Some people are able to self adjust the sound of their tinnitus by moving their neck particularly those who have suffered an injury to the head and neck region, such as from a car accident or who have neck pain or stiffness for other reasons, such as arthritis.
Treatment begins by seeing your doctor regarding the neck issue and sound therapy may help relieve you from any annoying tinnitus for which you would see an audiologist.
Earwax protects your ear canal by keeping the skin moisturised, trapping dirt and slowing the growth of bacteria. When too much earwax accumulates it can become painful especially if it starts pushing on the eardrum. It will also cause hearing loss and tinnitus.
Ear infections can effect both the outer and middle ear. They can be bacterial, viral or fungal and can be extremely painful. There is often associated tinnitus. You should see a doctor if you've had pain for more than 3 days. The tinnitus may remain for a period of time after the infection has gone due to material left in the ear. A good audiologist will be able to remove the debris.
Perforated eardrums that occur usually after an accident or a very loud noise can cause both pain and tinnitus.
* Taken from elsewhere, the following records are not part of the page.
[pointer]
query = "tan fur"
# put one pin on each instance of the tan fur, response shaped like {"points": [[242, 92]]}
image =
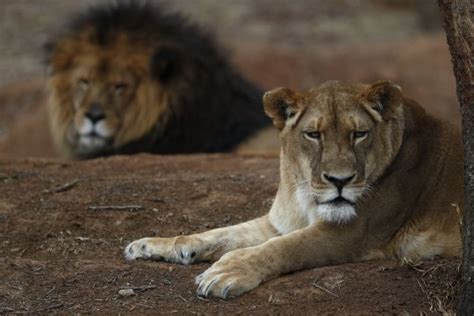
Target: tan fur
{"points": [[365, 173], [131, 110]]}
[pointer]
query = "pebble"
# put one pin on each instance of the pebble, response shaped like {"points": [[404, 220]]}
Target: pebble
{"points": [[126, 292]]}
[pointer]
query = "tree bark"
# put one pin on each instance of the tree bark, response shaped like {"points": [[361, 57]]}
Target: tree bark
{"points": [[457, 21]]}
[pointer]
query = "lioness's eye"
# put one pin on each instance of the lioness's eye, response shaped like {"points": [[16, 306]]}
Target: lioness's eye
{"points": [[360, 134], [312, 135]]}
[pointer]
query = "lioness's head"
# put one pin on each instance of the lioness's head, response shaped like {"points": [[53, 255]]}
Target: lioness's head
{"points": [[337, 140]]}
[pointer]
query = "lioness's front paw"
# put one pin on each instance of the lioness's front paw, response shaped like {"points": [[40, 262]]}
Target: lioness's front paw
{"points": [[182, 249], [228, 277]]}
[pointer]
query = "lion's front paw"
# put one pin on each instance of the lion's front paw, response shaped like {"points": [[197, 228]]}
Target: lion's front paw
{"points": [[228, 277]]}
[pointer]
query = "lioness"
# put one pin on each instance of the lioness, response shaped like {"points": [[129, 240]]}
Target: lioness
{"points": [[365, 173]]}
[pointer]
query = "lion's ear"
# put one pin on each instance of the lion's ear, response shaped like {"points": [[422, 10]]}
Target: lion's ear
{"points": [[163, 63], [280, 105], [383, 98]]}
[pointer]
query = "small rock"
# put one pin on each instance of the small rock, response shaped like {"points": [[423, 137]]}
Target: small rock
{"points": [[126, 292]]}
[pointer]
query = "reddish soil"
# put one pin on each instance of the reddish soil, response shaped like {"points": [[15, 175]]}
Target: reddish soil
{"points": [[57, 254]]}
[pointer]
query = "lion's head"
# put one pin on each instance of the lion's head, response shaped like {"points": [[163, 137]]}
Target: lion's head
{"points": [[128, 77], [337, 140]]}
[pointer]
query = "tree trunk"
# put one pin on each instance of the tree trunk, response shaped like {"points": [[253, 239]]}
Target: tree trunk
{"points": [[457, 21]]}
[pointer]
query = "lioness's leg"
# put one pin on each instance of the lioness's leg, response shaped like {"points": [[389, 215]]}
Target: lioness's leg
{"points": [[244, 269], [207, 246]]}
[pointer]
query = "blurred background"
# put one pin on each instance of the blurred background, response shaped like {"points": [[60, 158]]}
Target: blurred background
{"points": [[297, 44]]}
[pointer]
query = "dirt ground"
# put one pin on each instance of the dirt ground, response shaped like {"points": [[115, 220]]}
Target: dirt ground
{"points": [[60, 253]]}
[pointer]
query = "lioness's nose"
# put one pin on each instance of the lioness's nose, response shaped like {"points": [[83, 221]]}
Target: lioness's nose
{"points": [[95, 113], [339, 182]]}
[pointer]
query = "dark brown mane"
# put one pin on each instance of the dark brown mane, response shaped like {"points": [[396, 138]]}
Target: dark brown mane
{"points": [[212, 108]]}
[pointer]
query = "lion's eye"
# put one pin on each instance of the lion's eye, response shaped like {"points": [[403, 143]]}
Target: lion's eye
{"points": [[120, 86], [360, 134], [312, 135], [83, 83]]}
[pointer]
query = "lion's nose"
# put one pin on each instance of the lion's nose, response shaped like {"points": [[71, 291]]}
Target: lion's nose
{"points": [[339, 182], [95, 113]]}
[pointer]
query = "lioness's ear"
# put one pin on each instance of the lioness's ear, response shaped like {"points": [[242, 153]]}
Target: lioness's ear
{"points": [[383, 98], [280, 105], [163, 63]]}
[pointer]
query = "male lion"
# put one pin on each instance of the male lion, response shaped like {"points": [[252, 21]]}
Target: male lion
{"points": [[128, 78], [364, 173]]}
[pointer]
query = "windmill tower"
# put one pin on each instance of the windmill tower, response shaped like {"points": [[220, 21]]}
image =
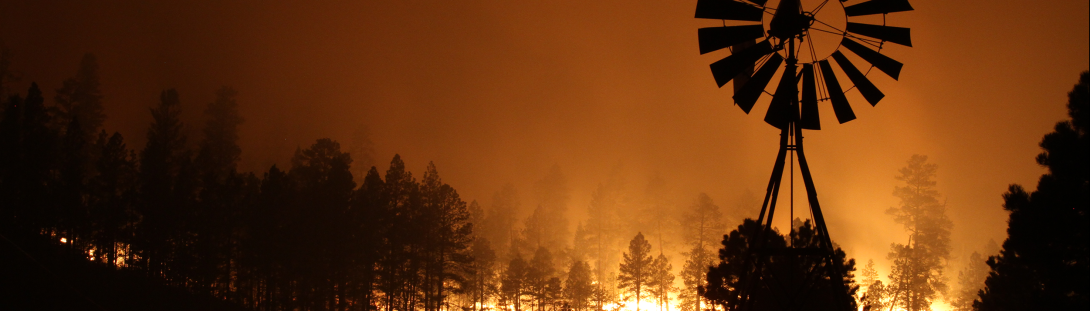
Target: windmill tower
{"points": [[788, 34]]}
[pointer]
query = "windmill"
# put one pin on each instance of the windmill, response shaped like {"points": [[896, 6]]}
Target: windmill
{"points": [[767, 37]]}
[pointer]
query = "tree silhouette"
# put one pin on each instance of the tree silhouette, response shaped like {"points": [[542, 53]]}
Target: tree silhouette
{"points": [[636, 268], [969, 282], [702, 225], [1044, 263], [662, 280], [917, 275], [513, 283], [482, 273], [27, 159], [874, 298], [579, 287], [778, 273], [164, 189]]}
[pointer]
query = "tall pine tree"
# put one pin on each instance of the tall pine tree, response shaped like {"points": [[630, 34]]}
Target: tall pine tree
{"points": [[1044, 263]]}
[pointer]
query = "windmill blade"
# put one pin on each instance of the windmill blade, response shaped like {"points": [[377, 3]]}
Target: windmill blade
{"points": [[810, 120], [759, 2], [742, 78], [731, 66], [840, 106], [877, 7], [751, 91], [715, 38], [727, 10], [884, 63], [870, 92], [782, 110], [897, 35]]}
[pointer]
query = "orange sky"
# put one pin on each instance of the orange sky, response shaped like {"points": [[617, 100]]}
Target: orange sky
{"points": [[497, 92]]}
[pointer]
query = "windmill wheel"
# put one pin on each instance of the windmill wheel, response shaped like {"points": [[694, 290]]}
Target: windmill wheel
{"points": [[766, 34]]}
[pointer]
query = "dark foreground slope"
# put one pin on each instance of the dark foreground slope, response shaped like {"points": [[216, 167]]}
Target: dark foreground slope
{"points": [[36, 274]]}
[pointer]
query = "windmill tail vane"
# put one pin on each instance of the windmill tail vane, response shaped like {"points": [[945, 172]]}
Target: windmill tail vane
{"points": [[762, 38]]}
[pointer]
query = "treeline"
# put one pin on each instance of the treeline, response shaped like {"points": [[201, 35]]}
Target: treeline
{"points": [[304, 238], [312, 236]]}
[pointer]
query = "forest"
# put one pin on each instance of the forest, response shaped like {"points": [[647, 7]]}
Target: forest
{"points": [[177, 220]]}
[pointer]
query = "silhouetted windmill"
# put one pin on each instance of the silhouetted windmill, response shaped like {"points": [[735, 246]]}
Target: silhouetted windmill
{"points": [[785, 31]]}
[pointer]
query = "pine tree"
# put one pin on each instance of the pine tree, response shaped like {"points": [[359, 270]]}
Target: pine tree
{"points": [[513, 283], [482, 275], [636, 268], [662, 280], [112, 198], [701, 227], [970, 282], [164, 162], [694, 277], [541, 271], [1044, 263], [725, 280], [26, 160], [579, 287], [917, 275], [547, 226], [874, 296]]}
These will usually heal themselves but may need attention from doctor or surgeon.
Dental inflammation or gum infections can often cause tinnitus and pain which may even be felt in the ear. If no problems can be found in the ear itself then a visit to the dentist might be a good idea.
All of the above conditions need to checked out by your GP and you will likely require medication or further treatment from a specialist to help with the pain. It is highly unlikely to be permanent and the same goes for the tinnitus. Intermediary treatment of the tinnitus by an audiologist is recommended if it is severe enough.